Fermina sabía que Macías y Federico tenían una relación muy estrecha y que era natural que el señor le hubiera confesado eso al mayordomo.

—Pero su tío apenas las conoce. No las ha visto más que dos veces en ocho años. Además, es un hombre de guerra, sin esposa, ¿cómo va a criar a tres mocitas?

—Tendrás que ayudarle.

—¿Y si no quiere quedarse con ellas?

—La última vez que estuvo aquí le prometió a su hermano que lo haría.

—Pero porque de seguro pensaba que don Federico no se iba a morir tan joven. —Fermina soltó un largo suspiro—. Por Dios. Esto es lo peor que podría pasar.

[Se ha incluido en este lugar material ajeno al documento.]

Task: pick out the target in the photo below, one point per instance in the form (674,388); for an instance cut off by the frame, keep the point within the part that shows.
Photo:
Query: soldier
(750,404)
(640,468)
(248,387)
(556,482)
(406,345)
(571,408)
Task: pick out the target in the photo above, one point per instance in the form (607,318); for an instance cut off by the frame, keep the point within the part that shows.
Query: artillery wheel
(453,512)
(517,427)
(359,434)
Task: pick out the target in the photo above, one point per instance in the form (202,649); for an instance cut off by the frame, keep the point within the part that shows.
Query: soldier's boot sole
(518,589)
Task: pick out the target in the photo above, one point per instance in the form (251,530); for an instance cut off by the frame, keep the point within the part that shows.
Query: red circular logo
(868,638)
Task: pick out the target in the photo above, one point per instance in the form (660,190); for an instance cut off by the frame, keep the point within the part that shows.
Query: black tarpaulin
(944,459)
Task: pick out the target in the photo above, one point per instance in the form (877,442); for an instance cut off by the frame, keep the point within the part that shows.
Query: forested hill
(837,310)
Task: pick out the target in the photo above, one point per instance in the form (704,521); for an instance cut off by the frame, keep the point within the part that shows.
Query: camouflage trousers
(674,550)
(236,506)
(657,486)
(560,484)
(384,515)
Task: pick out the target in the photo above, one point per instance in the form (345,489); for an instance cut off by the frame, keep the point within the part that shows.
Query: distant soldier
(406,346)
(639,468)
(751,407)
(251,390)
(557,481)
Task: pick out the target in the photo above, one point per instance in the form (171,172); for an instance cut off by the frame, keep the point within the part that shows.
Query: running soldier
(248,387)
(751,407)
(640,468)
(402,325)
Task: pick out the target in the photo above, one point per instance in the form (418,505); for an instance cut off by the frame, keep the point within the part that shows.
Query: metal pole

—Lo es. —El mayordomo subió un escalón más y puso la mano sobre el antebrazo de la doncella, con afecto. Ella no se sintió mal por ese gesto, pues la profunda amistad de ambos y el trato de años lo admitían—. Pero saldremos de esta como hemos salido de todas, Fermina. Con coraje, valor y cariño. Porque queremos a esas niñas como si fueran nuestras.

—Nuestras... —musitó ella, ruborizándose.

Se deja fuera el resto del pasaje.